While she didn’t quite body slam the opposition, former World Wrestling Entertainment CEO Linda McMahon did garner enough votes in Connecticut’s Aug. 10 Republican primary to earn her party’s nomination to run against Democrat Richard Blumenthal in the state’s U.S. Senate election in November.

Finishing with less than 50 percent of the party’s primary vote in a three-way race, McMahon moves on to the November general election despite being thrown into the ropes repeatedly by the opposition.

“The support of the voters of Connecticut isn’t bestowed by the establishment or the pundits or the media. It isn’t a birthright,” McMahon said after winning the primary. But November’s final outcome won’t be as easily scripted as a WWE match, either.

“Connecticut Republicans today nominated a corporate CEO of WWE who, under her watch, violence was peddled to kids, steroid abuse was rampant, yet she made millions,” Robert Menendez, the chairman of the Democratic Senate campaign committee, said in a statement.

Linda McMahon countered that the violence and sexual themes WWE was famous for were toned down under her leadership, and that she enacted stringent drug testing and other policies in part because of the deaths of five WWE wrestlers over the years. Her detractors say that WWE history is fair game in the Senate campaign.

Linda’s husband, Vince McMahon, doesn’t agree and in the primary campaign’s waning days climbed into the ring to try to smack down those who dissed his wife for her business cred.

Linda’s opponents had a field day showing video of some of WWE’s greatest hits, including one wrestler simulating sex with a “dead” person, another of Vince on stage ordering a female wrestler to get on her knees and bark like a dog, and one of Linda being bodyslammed in the ring by another wrestler.

“If you knew the story line behind it, what have you, you might even consider that black humor, you know, dark humor, which is what it was designed to be,” Vince was quoted by the New York Post in response to complaints about the necrophilia skit. “The question is taste – whether or not things like that are in good taste.”

Republican voters evidently didn’t care. Despite accusations of sexist treatment of wrestlers, steroid abuse and general violence and mayhem, Linda McMahon successfully portrayed herself as just a successful businesswoman spoiling to rassle the boys in the U.S. Senate – a common plot line in the current mid-term election cycle.

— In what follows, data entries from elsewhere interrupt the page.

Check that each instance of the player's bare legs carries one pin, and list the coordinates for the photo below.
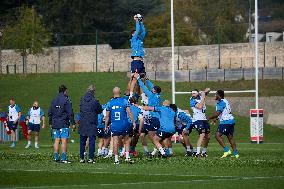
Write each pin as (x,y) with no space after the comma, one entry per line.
(220,139)
(232,142)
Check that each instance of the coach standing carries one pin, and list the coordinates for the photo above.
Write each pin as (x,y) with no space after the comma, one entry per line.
(89,110)
(60,116)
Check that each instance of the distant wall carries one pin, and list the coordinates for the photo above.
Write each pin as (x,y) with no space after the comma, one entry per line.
(218,74)
(273,107)
(83,58)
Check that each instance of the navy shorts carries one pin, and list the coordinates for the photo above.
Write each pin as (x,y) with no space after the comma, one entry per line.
(145,128)
(137,65)
(226,129)
(101,132)
(202,126)
(163,134)
(154,124)
(61,133)
(131,131)
(34,127)
(12,126)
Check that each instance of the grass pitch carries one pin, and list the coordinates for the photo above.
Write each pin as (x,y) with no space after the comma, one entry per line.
(259,166)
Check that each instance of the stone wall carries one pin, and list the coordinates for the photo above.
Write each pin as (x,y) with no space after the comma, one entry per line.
(273,107)
(83,58)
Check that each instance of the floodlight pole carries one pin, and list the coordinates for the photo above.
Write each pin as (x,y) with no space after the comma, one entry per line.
(173,53)
(256,67)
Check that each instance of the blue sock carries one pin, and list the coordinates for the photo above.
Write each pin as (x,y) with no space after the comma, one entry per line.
(132,148)
(167,151)
(56,156)
(226,149)
(63,158)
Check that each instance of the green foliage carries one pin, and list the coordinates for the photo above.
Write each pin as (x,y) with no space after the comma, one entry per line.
(27,35)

But even if she’s been able to leverage the bottom line success of WWE into a Senate nomination, she’s still got Wall Street waiting in the wings for a possible blind tag. The company’s second quarter net income tanked by 69 percent over a year ago, mostly thanks to the lack of a marquee “Wrestlemania” pay-per-view in 2010. Per share, WWE earned 8 cents compared with 27 cents in 2009. However, subtracting “Wrestlemania” from last year’s Q2 still results in a net of $10.2 million, or 14 cents a share.

Now-CEO Vince McMahon blamed the drop on roster changes and costs related to the Icelandic volcano.

“We view some of these factors as temporary and, looking ahead, we remain confident in our ability to address these challenges by producing compelling content and cultivating consumer demand,” Vince McMahon said in a statement.

Perhaps he should consider a “Wrestlemania” PPV event between Linda McMahon and her Democratic opponent on election day, in time for the November ratings period.